The UK would still be able to ringfence its retail banks and impose extra capital requirements on them under the proposed European Union regulations that seek to harmonise capital rules across the 27-member bloc, Michel Barnier, EU’s internal market commissioner, told the Financial Times.
Mr Barnier said he had split his new capital requirements proposal, unveiled on Wednesday, into two to give jurisdictions such as the UK and Spain more flexibility to impose additional demands on particular parts of their banking sectors to improve financial stability.
Mr Barnier’s proposal, which must be approved by the European Council and Parliament, makes the EU the first jurisdiction to begin implementing the global Basel III agreement to make banks safer by forcing them to hold more and better capital against unexpected losses. The UK, Spain and six other countries had objected to an earlier draft that put all the rules into a draft regulation, saying it would prevent them from going above the Basel III minimum that requires all banks to hold top quality capital equal to 7 per cent of their assets adjusted for risk.

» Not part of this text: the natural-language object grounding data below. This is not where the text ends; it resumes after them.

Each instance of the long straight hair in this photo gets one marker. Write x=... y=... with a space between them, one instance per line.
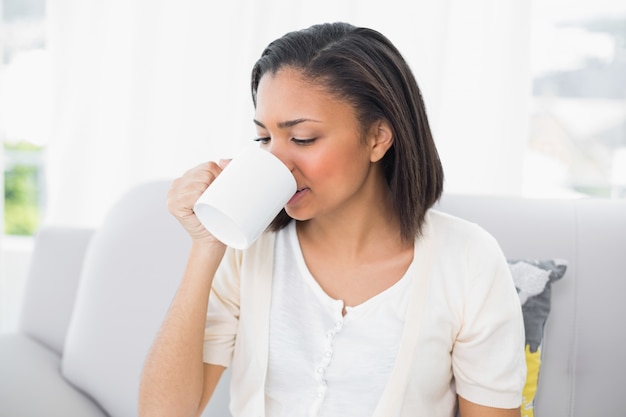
x=362 y=67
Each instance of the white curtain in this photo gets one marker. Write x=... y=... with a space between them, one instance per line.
x=145 y=89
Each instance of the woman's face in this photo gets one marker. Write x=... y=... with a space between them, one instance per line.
x=319 y=138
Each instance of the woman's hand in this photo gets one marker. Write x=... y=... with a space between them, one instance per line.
x=184 y=193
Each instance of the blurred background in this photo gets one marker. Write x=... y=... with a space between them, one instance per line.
x=524 y=97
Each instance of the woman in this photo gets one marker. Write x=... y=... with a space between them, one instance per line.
x=360 y=300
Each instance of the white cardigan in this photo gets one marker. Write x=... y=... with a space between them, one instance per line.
x=463 y=332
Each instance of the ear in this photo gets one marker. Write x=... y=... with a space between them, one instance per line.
x=380 y=139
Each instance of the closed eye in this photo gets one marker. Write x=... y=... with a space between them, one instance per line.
x=303 y=142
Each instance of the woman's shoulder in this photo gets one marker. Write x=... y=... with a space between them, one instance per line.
x=453 y=233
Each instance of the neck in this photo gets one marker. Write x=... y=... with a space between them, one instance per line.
x=370 y=230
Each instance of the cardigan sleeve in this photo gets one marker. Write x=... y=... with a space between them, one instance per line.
x=488 y=355
x=223 y=311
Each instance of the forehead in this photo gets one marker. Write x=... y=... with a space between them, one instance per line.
x=288 y=95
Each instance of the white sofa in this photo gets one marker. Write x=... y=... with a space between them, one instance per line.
x=95 y=298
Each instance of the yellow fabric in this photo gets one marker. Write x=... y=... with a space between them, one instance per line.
x=533 y=363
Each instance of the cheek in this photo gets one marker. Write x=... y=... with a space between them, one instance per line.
x=335 y=164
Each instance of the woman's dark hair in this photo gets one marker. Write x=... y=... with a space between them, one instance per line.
x=362 y=67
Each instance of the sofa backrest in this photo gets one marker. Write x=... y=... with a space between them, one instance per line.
x=131 y=271
x=51 y=283
x=582 y=366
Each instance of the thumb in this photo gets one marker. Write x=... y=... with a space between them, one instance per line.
x=224 y=162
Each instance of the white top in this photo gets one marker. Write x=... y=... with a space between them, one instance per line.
x=463 y=330
x=322 y=363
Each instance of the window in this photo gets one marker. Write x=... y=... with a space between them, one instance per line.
x=23 y=113
x=577 y=142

Some investors had interpreted the wording of Mr Barnier’s Capital Requirements Directive 4 as effectively barring the UK’s Independent Commission on Banking, chaired by Sir John Vickers, from pursuing its proposals to force banks in Britain to ringfence their retail operations.

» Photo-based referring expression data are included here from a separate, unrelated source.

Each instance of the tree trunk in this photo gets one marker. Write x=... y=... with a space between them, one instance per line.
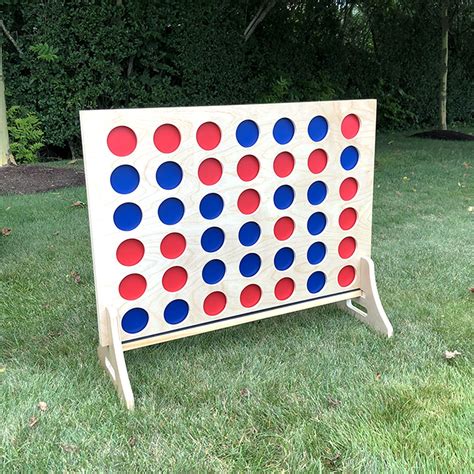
x=443 y=83
x=4 y=143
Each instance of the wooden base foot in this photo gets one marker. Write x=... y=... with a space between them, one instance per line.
x=374 y=314
x=112 y=359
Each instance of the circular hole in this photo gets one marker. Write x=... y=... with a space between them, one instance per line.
x=316 y=223
x=284 y=289
x=347 y=218
x=169 y=175
x=134 y=320
x=317 y=193
x=316 y=253
x=214 y=303
x=124 y=179
x=284 y=228
x=317 y=161
x=348 y=189
x=132 y=286
x=347 y=247
x=210 y=171
x=167 y=138
x=346 y=276
x=283 y=164
x=127 y=216
x=249 y=234
x=250 y=265
x=213 y=272
x=176 y=311
x=283 y=131
x=350 y=126
x=248 y=201
x=130 y=252
x=316 y=282
x=122 y=141
x=174 y=279
x=250 y=296
x=284 y=258
x=247 y=133
x=171 y=211
x=248 y=168
x=349 y=157
x=212 y=239
x=318 y=128
x=173 y=245
x=283 y=197
x=208 y=136
x=211 y=206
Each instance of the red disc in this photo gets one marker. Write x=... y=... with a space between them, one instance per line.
x=248 y=201
x=317 y=161
x=132 y=286
x=250 y=296
x=122 y=141
x=283 y=164
x=347 y=247
x=350 y=126
x=167 y=138
x=347 y=218
x=248 y=168
x=283 y=228
x=284 y=288
x=174 y=278
x=208 y=136
x=130 y=252
x=173 y=245
x=214 y=303
x=346 y=275
x=210 y=171
x=348 y=189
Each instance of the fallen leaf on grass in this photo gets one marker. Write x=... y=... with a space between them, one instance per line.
x=451 y=354
x=43 y=406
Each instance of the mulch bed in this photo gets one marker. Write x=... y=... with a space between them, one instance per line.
x=37 y=179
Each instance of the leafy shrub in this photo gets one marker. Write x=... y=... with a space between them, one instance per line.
x=26 y=134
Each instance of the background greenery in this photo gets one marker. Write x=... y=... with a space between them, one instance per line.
x=101 y=54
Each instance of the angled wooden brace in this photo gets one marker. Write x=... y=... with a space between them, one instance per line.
x=374 y=316
x=112 y=359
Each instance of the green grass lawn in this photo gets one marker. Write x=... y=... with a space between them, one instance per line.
x=311 y=391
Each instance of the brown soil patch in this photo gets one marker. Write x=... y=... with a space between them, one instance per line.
x=37 y=179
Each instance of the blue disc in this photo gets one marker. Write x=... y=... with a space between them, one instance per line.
x=316 y=223
x=317 y=193
x=316 y=253
x=349 y=157
x=317 y=128
x=247 y=133
x=283 y=197
x=134 y=320
x=211 y=206
x=249 y=233
x=213 y=272
x=176 y=311
x=124 y=179
x=127 y=216
x=212 y=239
x=171 y=211
x=284 y=258
x=316 y=282
x=169 y=175
x=283 y=131
x=250 y=264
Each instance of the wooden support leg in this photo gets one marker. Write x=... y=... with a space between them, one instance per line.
x=374 y=315
x=112 y=359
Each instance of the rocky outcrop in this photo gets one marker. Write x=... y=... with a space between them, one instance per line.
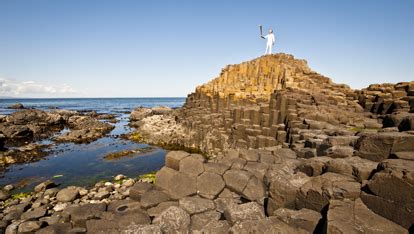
x=281 y=136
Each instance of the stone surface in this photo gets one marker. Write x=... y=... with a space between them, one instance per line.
x=194 y=205
x=209 y=185
x=237 y=180
x=173 y=158
x=349 y=216
x=152 y=198
x=173 y=220
x=191 y=166
x=247 y=211
x=316 y=193
x=67 y=194
x=303 y=219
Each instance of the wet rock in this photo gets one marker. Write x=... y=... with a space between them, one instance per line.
x=152 y=198
x=119 y=177
x=210 y=185
x=303 y=219
x=8 y=187
x=194 y=205
x=139 y=188
x=173 y=220
x=139 y=113
x=349 y=216
x=67 y=194
x=80 y=214
x=155 y=211
x=191 y=166
x=34 y=214
x=29 y=226
x=247 y=211
x=316 y=193
x=84 y=129
x=44 y=185
x=173 y=158
x=16 y=106
x=34 y=117
x=4 y=195
x=16 y=131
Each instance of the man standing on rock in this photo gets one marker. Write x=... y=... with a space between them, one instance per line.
x=270 y=41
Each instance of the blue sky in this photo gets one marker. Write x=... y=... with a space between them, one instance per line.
x=79 y=48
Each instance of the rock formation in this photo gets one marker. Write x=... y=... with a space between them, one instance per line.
x=283 y=141
x=286 y=150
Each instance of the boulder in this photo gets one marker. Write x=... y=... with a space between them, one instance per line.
x=177 y=184
x=248 y=211
x=29 y=227
x=44 y=185
x=283 y=187
x=191 y=166
x=303 y=219
x=155 y=211
x=173 y=220
x=34 y=117
x=266 y=225
x=139 y=113
x=255 y=190
x=16 y=106
x=195 y=205
x=139 y=228
x=4 y=195
x=139 y=188
x=210 y=185
x=80 y=214
x=217 y=168
x=152 y=198
x=68 y=194
x=393 y=175
x=36 y=213
x=237 y=180
x=199 y=221
x=379 y=146
x=173 y=158
x=249 y=155
x=316 y=193
x=348 y=216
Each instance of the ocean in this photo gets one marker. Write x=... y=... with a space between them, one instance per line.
x=85 y=164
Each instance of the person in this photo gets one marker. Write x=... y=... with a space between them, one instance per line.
x=270 y=41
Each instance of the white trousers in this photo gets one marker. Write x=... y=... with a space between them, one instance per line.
x=269 y=48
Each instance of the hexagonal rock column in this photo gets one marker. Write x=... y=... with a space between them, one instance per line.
x=173 y=158
x=209 y=185
x=316 y=193
x=349 y=216
x=177 y=184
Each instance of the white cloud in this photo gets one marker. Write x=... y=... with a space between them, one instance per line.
x=32 y=88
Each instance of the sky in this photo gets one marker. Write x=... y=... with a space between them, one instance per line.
x=128 y=48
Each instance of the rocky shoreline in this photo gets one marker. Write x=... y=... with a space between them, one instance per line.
x=283 y=149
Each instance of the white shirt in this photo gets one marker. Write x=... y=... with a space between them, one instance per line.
x=270 y=39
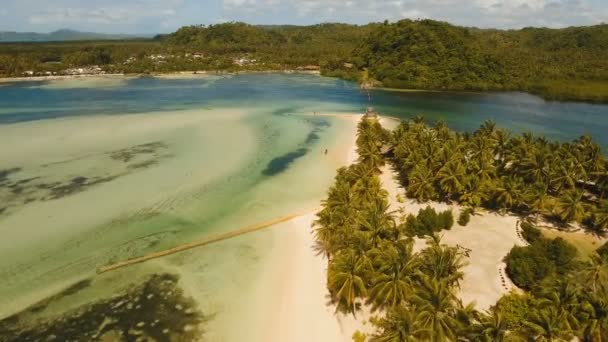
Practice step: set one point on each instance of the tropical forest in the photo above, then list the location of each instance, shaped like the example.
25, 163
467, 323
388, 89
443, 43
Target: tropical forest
413, 292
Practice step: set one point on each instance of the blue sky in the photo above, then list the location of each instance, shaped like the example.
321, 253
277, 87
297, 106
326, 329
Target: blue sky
156, 16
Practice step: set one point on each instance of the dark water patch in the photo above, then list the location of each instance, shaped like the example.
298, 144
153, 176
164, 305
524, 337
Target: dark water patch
7, 172
127, 154
153, 310
282, 163
285, 111
143, 165
312, 137
77, 184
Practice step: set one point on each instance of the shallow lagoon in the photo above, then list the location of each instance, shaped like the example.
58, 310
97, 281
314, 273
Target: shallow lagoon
101, 171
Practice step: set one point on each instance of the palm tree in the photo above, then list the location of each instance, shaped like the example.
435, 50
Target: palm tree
537, 167
421, 184
600, 217
378, 221
452, 177
369, 155
491, 327
565, 175
509, 194
400, 325
392, 282
594, 276
475, 193
564, 296
546, 325
538, 200
435, 304
346, 281
595, 326
367, 190
570, 206
442, 262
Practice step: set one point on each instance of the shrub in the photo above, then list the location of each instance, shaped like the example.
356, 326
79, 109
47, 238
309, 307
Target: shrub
428, 222
514, 308
464, 217
530, 233
446, 220
528, 266
603, 251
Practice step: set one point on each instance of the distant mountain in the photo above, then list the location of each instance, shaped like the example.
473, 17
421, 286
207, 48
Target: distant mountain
63, 35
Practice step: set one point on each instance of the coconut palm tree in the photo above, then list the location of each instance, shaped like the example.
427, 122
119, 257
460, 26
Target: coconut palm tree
594, 275
546, 325
509, 194
564, 295
421, 184
600, 217
570, 206
391, 282
537, 167
369, 155
378, 222
595, 326
565, 175
491, 327
346, 279
442, 262
452, 177
400, 325
435, 303
538, 200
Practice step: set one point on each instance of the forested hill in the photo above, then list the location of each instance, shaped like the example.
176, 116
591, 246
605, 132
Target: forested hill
565, 63
287, 45
62, 35
426, 54
568, 63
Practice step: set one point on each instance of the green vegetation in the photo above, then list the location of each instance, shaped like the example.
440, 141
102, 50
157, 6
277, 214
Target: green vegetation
530, 233
464, 217
371, 258
529, 266
432, 55
490, 168
562, 64
428, 222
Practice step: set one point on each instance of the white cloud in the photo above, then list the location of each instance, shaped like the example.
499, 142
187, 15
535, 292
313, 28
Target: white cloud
117, 13
482, 13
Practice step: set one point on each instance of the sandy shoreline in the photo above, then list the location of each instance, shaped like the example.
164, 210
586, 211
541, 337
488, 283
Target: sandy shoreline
179, 74
300, 310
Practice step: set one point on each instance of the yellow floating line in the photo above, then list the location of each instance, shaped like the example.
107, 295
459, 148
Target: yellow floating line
187, 246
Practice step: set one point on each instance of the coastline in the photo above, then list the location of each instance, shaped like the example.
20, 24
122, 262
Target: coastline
301, 310
184, 74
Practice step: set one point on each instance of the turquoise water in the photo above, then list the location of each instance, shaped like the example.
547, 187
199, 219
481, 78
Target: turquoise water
463, 111
93, 172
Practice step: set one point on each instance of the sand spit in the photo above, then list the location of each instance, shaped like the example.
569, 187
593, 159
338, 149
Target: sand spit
488, 236
301, 310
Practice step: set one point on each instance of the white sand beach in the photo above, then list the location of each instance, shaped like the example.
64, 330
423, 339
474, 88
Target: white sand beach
488, 236
301, 311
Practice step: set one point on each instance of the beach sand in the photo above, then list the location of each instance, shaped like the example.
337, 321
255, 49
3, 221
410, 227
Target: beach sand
489, 236
300, 309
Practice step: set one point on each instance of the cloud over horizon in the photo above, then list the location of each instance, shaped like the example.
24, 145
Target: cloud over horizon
153, 16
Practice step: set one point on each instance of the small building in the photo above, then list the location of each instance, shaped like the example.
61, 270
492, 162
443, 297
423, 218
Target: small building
312, 68
371, 113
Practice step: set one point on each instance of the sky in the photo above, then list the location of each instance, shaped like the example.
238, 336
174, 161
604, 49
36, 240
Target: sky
163, 16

But Mr Barnier said: “It seems [the Vickers Commission] may be proposing 10 per cent for retail banks. That would be possible in my proposal. We think we have the flexibility we need,” he said. “We do think the [Vickers] proposals can be integrated into our framework.”
The CRD4 rules defining capital, and setting a firm floor of 4.5 per cent, are in a draft regulation, which is mandatory across the EU, while the rest of the capital requirement, creating an effective minimum of 7 per cent, is in a draft directive. Directives must be translated into national law by each member country, allowing for some flexibility.
Mr Barnier said that his proposal “foresees a much expanded use of the countercyclical buffers” that would allow countries like the UK to pile extra capital requirements on top of the 7 per cent for “financial stability” reasons. “In the directive are all the issues relating to supervision where national flexibility is needed. There is flexibility for supervisors on the buffers.”
His discussion of flexibility specifically cited Sir John Vickers’ proposal to force UK banks to separate out their retail functions and hold top quality capital equal to 10 per cent of those assets, weighted for risk.
In a boost to UK Chancellor George Osborne’s decision to create the ICB a year ago, Mr Barnier said: “It would be useful if every country in Europe did this exercise.”
He added he was confident his proposals would eventually win the full support of the UK. “It becomes more credible if we have the UK on board, given the importance of its financial sector.”